For those of you who don’t know, a zero-sum game is defined as a situation in which one person’s gain is equivalent to another person’s loss. Just to give you an example, if trader A wins $5k on a long Eur/Usd position, the zero-sum theory holds that the money came from one or several traders who lost that amount having a short Eur/Usd position.
Approaching forex trading from a zero-sum game perspective might change one’s focus from the market towards the other traders. If, for instance, trader A is long the dollar, all the traders who are short become his enemies, people who are out there to take his money away from him. So what does he do to protect himself ? He finds other traders who are also long the dollar and searches the internet for news and analyses which reinforce his belief that he is in the right trade. Instead of trading being just between himself and the market (which is impersonal), he transforms it in a fight between himself and his group against the rest of traders.

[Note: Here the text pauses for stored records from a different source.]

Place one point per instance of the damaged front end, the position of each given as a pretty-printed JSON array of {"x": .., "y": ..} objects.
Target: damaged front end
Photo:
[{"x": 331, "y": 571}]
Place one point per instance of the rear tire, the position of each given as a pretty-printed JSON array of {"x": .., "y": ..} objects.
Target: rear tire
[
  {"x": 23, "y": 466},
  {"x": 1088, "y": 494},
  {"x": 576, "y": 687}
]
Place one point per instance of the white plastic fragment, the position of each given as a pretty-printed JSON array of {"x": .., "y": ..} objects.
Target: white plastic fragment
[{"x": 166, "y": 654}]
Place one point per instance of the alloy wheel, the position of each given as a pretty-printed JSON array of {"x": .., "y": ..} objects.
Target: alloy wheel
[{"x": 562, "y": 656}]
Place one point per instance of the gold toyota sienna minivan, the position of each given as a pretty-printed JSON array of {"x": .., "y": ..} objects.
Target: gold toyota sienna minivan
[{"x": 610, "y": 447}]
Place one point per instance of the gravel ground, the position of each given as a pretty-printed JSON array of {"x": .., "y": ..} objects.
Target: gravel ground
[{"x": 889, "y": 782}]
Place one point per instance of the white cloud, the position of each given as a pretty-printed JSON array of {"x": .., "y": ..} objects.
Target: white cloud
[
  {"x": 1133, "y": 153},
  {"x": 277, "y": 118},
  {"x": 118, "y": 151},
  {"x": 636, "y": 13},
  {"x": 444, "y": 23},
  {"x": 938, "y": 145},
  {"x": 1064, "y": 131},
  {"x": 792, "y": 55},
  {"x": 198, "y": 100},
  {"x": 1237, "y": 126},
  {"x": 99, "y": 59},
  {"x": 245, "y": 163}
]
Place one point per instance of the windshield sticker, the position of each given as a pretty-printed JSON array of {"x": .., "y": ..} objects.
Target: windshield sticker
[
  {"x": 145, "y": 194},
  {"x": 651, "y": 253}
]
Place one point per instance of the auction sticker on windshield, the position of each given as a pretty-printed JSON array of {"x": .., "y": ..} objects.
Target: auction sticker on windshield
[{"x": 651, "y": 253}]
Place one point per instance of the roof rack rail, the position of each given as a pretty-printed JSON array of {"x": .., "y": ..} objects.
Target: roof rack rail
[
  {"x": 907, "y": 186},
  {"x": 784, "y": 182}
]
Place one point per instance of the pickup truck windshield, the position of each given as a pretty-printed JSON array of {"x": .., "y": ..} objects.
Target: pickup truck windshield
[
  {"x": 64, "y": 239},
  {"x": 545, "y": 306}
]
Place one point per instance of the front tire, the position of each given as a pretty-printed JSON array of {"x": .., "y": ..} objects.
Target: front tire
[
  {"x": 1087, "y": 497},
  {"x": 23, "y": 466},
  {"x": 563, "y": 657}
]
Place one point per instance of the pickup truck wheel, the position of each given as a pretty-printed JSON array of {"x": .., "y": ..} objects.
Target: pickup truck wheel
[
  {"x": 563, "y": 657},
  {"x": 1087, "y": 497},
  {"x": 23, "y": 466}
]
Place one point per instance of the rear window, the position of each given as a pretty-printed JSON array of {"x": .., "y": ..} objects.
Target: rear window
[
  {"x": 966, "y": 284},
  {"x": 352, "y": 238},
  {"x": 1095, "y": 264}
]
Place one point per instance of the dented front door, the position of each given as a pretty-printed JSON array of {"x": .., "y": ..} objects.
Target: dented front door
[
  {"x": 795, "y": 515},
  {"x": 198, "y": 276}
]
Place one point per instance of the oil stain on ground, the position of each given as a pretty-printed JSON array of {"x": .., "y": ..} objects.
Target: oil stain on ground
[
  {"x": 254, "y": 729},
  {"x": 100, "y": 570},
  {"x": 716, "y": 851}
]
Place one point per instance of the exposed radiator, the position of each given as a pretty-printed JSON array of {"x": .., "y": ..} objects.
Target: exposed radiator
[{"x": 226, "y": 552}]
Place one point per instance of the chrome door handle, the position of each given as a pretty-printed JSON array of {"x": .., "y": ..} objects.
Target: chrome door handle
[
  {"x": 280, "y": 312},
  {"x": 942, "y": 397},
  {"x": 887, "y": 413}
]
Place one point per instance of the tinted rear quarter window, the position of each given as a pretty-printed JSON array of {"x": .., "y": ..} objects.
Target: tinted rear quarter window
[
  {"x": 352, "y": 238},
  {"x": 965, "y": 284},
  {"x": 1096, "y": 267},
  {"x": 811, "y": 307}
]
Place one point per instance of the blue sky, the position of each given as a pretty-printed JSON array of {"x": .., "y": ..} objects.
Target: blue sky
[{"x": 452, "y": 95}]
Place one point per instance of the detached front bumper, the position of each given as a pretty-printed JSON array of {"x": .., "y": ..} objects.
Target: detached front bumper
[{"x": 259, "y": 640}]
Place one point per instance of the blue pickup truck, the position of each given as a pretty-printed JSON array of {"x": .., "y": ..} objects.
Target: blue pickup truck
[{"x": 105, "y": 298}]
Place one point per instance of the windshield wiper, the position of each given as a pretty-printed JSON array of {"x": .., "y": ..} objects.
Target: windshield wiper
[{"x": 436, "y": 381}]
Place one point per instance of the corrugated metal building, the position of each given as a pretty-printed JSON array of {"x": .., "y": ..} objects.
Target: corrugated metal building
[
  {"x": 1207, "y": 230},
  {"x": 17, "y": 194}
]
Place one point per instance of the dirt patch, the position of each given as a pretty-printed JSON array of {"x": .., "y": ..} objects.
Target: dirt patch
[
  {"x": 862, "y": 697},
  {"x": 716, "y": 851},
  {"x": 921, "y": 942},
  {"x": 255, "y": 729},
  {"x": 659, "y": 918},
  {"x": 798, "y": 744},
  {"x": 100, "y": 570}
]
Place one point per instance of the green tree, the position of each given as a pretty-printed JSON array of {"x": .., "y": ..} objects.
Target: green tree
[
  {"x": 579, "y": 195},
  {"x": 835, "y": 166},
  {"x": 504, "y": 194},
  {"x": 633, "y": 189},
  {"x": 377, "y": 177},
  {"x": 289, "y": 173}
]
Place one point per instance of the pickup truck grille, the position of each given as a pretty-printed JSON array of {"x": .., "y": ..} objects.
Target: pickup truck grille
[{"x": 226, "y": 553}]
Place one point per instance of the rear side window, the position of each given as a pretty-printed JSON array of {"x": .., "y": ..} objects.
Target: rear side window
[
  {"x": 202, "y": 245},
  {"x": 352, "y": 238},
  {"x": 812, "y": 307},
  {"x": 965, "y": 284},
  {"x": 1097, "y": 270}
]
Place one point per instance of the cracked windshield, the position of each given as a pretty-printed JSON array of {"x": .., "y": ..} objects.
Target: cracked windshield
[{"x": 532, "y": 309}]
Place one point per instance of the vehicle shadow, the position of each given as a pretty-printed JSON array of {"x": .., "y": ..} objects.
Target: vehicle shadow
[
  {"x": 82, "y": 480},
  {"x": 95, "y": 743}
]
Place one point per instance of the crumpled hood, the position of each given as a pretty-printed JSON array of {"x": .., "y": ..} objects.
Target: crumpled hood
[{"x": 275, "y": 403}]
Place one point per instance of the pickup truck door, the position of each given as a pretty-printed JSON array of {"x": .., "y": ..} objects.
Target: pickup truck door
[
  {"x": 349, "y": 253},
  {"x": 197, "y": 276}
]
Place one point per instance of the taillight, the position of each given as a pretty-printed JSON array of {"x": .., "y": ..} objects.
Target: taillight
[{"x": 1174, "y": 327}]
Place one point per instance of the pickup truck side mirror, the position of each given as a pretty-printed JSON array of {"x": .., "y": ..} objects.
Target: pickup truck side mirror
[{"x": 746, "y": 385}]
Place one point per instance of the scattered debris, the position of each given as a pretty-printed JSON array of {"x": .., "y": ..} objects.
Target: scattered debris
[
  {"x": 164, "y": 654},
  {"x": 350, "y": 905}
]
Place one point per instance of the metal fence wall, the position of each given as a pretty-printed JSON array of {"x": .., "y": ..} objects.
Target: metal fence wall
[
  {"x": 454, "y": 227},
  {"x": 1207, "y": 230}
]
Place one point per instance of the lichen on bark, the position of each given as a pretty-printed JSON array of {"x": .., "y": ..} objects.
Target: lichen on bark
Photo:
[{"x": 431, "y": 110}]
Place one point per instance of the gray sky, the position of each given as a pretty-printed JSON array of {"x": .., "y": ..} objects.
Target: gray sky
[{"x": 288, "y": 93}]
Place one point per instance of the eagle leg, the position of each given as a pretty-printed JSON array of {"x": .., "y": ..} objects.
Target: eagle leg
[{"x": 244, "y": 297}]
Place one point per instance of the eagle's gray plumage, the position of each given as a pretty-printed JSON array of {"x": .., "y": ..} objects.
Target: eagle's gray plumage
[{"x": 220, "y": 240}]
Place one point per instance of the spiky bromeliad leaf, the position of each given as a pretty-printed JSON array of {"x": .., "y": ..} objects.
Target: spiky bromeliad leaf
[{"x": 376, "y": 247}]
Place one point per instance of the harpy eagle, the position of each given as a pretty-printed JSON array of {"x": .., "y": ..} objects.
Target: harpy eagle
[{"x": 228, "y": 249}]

Is that the correct way of looking at trading ? Is it a fight between longs and shorts ? No and no.
I don’t believe that trading forex is a zero-sum game. Forex is a market with an average daily volume of more than $4 trillion dollars. It has a wide variety of participants that we can divide in two categories. The commercials, from the British holiday-maker who needs to buy Euros for his visit in Paris to big firms like Amazon or Google who buy dollars when they repatriate overseas profits. The non-commercials, from the beginner trader who tries his hand with a $500 account to the big banks and hedge-funds who deal in billions.
Now that we have the big picture, I hope it becomes obvious that it’s not necessary at all for someone to lose in order for trader A to win his $5k on Eur/Usd.